Asset AllocatorNov 12 2019

Beacons of stability aid DFMs amid mass uncertainty; Endgame for not-so-nimble selectors

twitter-iconfacebook-iconlinkedin-iconmail-iconprint-icon
Search supported by

Welcome to Asset Allocator, FT Specialist's newsletter for wealth managers, fund selectors and DFMs.

Forwarded this email? Sign up here.

Infra-red hot

Investors’ consensus bets are rapidly becoming an endangered species. Across equities, bonds and alternatives, almost every region in asset class has as many naysayers as it does advocates. But there is one sector where a multi-year boom is continuing in a relatively calm fashion: infrastructure.

Investors who’ve been content to run winners this year are increasingly asking more questions of themselves. But infrastructure buyers are marching on undimmed. In the investment trust space, where most of these opportunities lie for UK wealth managers, infrastructure funds raised some £785m in October.

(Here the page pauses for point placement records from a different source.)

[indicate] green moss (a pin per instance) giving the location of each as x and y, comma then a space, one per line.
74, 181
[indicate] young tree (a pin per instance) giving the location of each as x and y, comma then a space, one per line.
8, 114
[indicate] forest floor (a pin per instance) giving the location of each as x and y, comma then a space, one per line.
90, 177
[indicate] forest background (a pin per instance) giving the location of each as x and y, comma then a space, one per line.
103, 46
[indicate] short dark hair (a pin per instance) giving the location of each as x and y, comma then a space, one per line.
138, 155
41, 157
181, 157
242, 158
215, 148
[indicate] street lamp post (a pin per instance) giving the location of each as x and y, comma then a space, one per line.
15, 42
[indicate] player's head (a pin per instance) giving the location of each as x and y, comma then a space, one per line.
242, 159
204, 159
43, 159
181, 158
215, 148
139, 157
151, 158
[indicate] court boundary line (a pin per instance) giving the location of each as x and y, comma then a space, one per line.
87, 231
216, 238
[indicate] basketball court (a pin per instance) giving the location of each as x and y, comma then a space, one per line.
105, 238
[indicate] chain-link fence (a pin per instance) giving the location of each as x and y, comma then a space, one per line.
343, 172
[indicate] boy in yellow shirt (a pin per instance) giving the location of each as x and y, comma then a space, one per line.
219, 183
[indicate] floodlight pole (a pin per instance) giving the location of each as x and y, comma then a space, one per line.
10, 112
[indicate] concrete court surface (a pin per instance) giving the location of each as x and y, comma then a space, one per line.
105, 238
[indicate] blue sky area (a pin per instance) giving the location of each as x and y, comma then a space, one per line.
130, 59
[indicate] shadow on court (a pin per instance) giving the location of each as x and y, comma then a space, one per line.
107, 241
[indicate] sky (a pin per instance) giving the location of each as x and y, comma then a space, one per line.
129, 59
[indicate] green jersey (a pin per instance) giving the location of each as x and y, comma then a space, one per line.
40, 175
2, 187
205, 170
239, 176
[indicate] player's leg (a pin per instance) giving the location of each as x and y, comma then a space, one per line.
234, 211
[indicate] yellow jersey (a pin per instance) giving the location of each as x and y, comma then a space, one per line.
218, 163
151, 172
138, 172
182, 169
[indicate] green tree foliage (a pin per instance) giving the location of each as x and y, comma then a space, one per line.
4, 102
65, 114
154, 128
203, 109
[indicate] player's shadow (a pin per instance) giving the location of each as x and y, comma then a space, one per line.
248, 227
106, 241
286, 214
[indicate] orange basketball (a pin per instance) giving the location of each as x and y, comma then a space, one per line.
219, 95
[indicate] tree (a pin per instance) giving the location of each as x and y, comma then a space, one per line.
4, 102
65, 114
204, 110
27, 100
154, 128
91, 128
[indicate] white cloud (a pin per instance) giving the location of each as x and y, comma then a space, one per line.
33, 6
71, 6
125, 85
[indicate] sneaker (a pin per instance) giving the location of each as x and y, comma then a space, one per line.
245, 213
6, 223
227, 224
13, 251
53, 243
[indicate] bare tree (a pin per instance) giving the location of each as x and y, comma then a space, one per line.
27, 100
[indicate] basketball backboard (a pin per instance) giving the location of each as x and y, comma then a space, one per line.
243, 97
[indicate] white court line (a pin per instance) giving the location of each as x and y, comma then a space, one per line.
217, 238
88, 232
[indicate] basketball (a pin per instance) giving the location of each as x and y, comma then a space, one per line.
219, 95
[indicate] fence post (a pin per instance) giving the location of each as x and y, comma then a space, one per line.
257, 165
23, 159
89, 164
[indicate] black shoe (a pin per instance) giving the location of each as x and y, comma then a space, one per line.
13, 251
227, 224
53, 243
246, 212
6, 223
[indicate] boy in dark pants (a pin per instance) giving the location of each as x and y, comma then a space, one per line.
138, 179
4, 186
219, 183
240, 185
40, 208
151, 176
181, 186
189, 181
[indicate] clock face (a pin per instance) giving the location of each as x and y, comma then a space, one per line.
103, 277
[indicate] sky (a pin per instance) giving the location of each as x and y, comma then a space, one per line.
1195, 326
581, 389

Year to date, infrastructure has been responsible for £2.6bn of the £7.7bn raised by the entire trust universe. The average premium for listed infrastructure offerings now sits at 10 per cent, and the typical yield is still 4.6 per cent, according to Numis. And the ESG attributes of many infrastructure trusts, most obviously those focused on renewables, are another reason why demand is still buoyant. 

The obvious counter-argument has to do with political risk. With a general election underway, trusts with utilities or PFI exposure have been flagged, once again, as potential risks in the event that the Conservatives lose power. Yet the likes of HICL Infrastructure, one of the more exposed in this regard, continue to trade on healthy premiums.

Announcements from HICL and 3i late last week underline why investors are staying the course. The latter continues to perform in line with expectations in terms of NAV growth and dividend payouts. The former, meanwhile, said it had crystallised value from parts of its portfolio - and successfully recycled money into new investments.

Notably, these sales were public-private partnership projects. As Numis notes, the disposals “remind investors that there is demand for infrastructure assets, notwithstanding the perception of heightened political risk in the UK. It is notable that one of these disposals is an Acute hospital, an area which we consider to carry greater political sensitivity compared with other sub-sectors”. That suggests there’s little sign of a coming storm for DFMs who hold these trusts. The only thing wealth managers have to mind at the moment is the urge to allocate ever larger amounts to an illiquid asset class.

Small mercies

For DFMs struggling with client acquisition, merger and acquisition activity has long been the way to go. Integrating a new business isn’t a shortcut to success, but it does add assets and clients more quickly than any other method. 

And discretionary fund management in the UK is increasingly a scale game. There are plenty of fund selection benefits that stem from managing a relatively small pool of assets, but at a boardroom level these tend to pale in comparison with the ability to clamp down on rising costs and boost bottom lines.

So it’s no surprise to see successful DFMs starting to look further afield in their quest for growth. No longer content with buying up smaller rivals, the likes of Tatton are also now looking at buying up businesses from would-be clients: financial advisers with discretionary permissions.

That makes sense, because advisers’ attempts to build up this side of their business haven’t always worked out that well. Those not put off by the regulatory and capital requirements have often struggled to grow their DFM arms in a competitive marketplace.

The logical conclusion of this kind of M&A activity is that buylist concentration increases further, more money chases fewer funds, and liquidity issues continue to grow at a time when selectors are already rightly nervous about herding activity. 

Those challenges aren’t going away - and nor will star manager culture disappear overnight, despite recent evidence of a shift in investor priorities. But the trends outlined above are unlikely to be accelerated by big wealth managers scooping up the minnows of the DFM universe. That’s because our database shows that advisers’ model portfolios already tend to focus heavily on the most popular funds in the retail investment world.

Seeking safety in numbers is understandable when resources are limited, even if it means that these buyers aren’t making best use of the nimbleness that their lack of size offers them. But it also means small firms being swallowed up by a larger peer won’t necessarily lead to a greater concentration of assets in the same funds.

Widows and orphans

The Widowmaker trade - shorting Japanese government bonds - is so named for having claimed many a victim over the years. Those deaths were typically professional investors who thought Japan’s demographics and debt profile made it a prime candidate for a spike in bond yields.

Nowadays, after years in which sovereign yields across almost all major developed economies have stayed low and then moved lower still, such trades are few and far between. But Japanese 10-year bond prices have just suffered their worst week in six years, and hedge funds are again in the spotlight. Bloomberg says that CTA funds’ decision to unwind their long positions in Japanese government debt may well be to blame

Taking profits on these holdings is an altogether more comfortable affair than having to crystallise losses when shorts go awry. And few would bank on this being the end of the Widowmaker altogether. But it is the latest sign that market dynamics are starting to shift the world over.